Barbara Havers contempló la fachada de su casa de Acton y tomó nota mentalmente de todas las modificaciones que precisaba el edificio para convertirse en un lugar más habitable. Era un ejercicio que practicaba cada noche. Siempre se demoraba en los aspectos más fáciles de resolver. Las ventanas estaban asquerosas. Sólo Dios sabía cuándo se habían limpiado por última vez, pero no le costaría demasiado solucionarlo con un poco de tiempo, una escalera y la energía suficiente para hacer bien el trabajo. Era preciso fregar los ladrillos. Cincuenta o más años de hollín y mugre habían impregnado la superficie porosa, dejando una desagradable pátina que abarcaba todos los tonos del negro. Las molduras de las ventanas, del tejado y de la puerta habían perdido hasta la última gota de pintura desde hacía tiempo inmemorial. Se estremeció al pensar cuánto tardaría en devolver a su primitiva condición aquella ingenua decoración. Los tubos de desagüe que descendían por un lado de la casa estaban oxidados por dentro y filtraban el agua de lluvia como cedazos. Tendrían que cambiarse por unos nuevos, al igual que el jardín delantero, que no era un jardín sino un cuadrado de tierra recubierto de hormigón en el que aparcaba su Mini. Su estado de corrosión hacía juego con el entorno.

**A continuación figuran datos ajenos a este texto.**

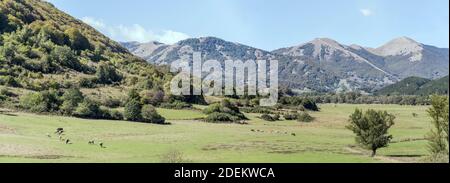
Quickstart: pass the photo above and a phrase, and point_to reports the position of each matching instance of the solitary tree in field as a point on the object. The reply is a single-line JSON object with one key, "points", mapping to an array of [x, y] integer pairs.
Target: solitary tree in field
{"points": [[371, 128], [438, 137]]}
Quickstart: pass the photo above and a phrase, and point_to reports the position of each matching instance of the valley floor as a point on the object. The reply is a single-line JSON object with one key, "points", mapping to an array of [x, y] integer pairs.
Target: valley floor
{"points": [[23, 138]]}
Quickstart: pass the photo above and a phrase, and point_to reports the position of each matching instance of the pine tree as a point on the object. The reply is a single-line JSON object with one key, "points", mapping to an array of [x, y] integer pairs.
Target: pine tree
{"points": [[371, 128], [438, 137]]}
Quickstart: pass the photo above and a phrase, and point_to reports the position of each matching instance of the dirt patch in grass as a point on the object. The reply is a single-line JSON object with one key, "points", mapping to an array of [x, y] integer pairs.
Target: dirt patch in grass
{"points": [[282, 147], [28, 151], [7, 130]]}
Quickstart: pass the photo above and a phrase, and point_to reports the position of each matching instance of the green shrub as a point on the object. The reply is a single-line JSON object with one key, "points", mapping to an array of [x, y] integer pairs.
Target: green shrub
{"points": [[223, 112], [257, 109], [107, 74], [371, 128], [71, 98], [267, 117], [290, 116], [132, 111], [150, 115], [115, 115], [45, 101], [88, 109], [304, 117], [221, 117], [176, 105]]}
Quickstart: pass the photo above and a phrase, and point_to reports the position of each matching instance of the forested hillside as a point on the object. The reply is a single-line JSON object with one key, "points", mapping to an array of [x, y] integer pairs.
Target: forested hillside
{"points": [[52, 62]]}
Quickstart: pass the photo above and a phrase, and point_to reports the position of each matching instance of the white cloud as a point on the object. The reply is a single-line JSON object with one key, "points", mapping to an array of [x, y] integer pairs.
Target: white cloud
{"points": [[135, 32], [366, 12]]}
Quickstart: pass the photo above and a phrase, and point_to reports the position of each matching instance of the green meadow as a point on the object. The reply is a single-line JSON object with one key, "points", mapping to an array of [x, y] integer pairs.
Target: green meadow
{"points": [[24, 138]]}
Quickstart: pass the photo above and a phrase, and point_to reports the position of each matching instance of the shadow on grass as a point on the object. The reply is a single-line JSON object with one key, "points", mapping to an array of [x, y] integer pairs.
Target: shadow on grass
{"points": [[405, 156]]}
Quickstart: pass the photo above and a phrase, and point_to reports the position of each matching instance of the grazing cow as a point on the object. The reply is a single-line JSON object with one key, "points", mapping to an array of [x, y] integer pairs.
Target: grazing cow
{"points": [[59, 131]]}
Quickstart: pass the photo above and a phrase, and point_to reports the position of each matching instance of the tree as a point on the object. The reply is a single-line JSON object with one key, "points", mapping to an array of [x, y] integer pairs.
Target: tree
{"points": [[132, 111], [371, 128], [77, 40], [88, 109], [150, 115], [438, 136], [71, 98], [65, 57], [107, 74]]}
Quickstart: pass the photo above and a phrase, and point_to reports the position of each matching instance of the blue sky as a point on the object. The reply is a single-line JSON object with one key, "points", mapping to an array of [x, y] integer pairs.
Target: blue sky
{"points": [[267, 24]]}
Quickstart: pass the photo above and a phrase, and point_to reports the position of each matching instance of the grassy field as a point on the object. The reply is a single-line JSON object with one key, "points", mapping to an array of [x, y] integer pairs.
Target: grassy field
{"points": [[23, 138]]}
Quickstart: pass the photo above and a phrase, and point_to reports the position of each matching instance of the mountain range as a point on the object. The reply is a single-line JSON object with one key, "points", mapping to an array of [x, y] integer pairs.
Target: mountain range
{"points": [[321, 65], [416, 86]]}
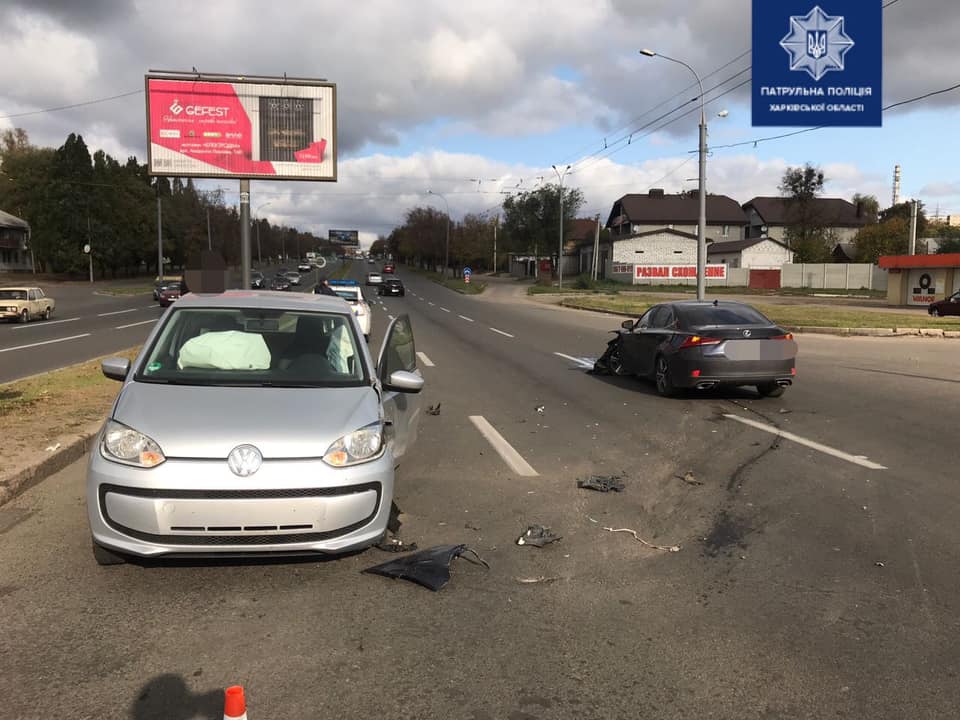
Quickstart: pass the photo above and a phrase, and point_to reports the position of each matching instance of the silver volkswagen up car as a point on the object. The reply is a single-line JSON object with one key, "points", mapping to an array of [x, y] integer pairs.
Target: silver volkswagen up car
{"points": [[252, 422]]}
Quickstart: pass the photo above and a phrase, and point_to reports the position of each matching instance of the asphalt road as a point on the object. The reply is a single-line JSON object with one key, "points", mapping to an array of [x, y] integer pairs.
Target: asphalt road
{"points": [[87, 323], [808, 583]]}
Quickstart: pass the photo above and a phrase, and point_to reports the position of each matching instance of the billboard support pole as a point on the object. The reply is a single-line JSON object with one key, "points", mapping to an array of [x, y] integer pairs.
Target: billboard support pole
{"points": [[159, 235], [245, 259]]}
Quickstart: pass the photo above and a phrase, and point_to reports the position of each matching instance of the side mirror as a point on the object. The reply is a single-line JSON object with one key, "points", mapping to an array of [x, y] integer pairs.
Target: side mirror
{"points": [[115, 368], [403, 381]]}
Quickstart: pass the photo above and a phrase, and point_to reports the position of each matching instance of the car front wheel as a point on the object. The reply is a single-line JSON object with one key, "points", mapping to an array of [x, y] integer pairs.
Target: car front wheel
{"points": [[771, 390], [662, 375]]}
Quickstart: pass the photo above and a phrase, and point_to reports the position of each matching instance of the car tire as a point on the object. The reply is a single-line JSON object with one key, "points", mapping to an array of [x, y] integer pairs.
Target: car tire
{"points": [[661, 376], [771, 390], [104, 557]]}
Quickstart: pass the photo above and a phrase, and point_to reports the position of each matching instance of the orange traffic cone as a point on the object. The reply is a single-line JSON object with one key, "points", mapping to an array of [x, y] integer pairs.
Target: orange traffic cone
{"points": [[234, 706]]}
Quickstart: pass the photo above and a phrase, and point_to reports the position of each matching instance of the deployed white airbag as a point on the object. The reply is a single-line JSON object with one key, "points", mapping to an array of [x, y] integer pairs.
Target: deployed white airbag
{"points": [[229, 350]]}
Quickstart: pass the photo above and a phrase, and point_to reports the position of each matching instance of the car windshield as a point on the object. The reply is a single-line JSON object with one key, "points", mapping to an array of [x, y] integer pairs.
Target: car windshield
{"points": [[720, 315], [254, 347]]}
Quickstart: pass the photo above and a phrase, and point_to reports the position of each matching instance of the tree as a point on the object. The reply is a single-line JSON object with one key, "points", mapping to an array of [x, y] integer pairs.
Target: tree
{"points": [[806, 234], [889, 237], [869, 205]]}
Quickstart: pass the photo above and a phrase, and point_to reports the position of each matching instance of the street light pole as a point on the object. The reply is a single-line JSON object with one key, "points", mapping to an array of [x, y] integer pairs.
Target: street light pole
{"points": [[257, 213], [446, 258], [702, 224], [560, 253]]}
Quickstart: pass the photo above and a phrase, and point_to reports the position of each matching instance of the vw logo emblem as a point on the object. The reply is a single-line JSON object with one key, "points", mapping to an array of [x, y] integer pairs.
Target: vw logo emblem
{"points": [[244, 460]]}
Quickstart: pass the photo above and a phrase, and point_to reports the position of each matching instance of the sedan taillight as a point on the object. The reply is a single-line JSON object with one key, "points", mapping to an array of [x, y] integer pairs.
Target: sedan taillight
{"points": [[698, 341]]}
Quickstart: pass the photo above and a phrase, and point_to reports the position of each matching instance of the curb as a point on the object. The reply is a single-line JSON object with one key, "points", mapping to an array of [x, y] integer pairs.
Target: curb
{"points": [[19, 482], [819, 330]]}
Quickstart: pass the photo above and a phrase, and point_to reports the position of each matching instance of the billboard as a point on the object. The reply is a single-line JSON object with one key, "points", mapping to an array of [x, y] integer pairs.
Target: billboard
{"points": [[347, 238], [278, 130], [817, 64]]}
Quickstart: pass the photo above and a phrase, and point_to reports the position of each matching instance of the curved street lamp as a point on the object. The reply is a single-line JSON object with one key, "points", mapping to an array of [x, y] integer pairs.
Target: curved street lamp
{"points": [[446, 259], [702, 224]]}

Completada su inspección, salió del coche y entró en la casa. Ruidos y olores la asaltaron. La televisión vociferaba desde la sala de estar, mientras comida cocinada de cualquier manera, moho, madera podrida, cuerpos sucios y vejez batallaban entre sí para ser el olor predominante.
Barbara dejó su bolso sobre la insegura mesa de roten, junto a la puerta. Colgó el abrigo al lado de los demás, en la hilera de ganchos clavados debajo de la escalera, y se encaminó hacia la sala de estar, situada en la parte posterior de la casa.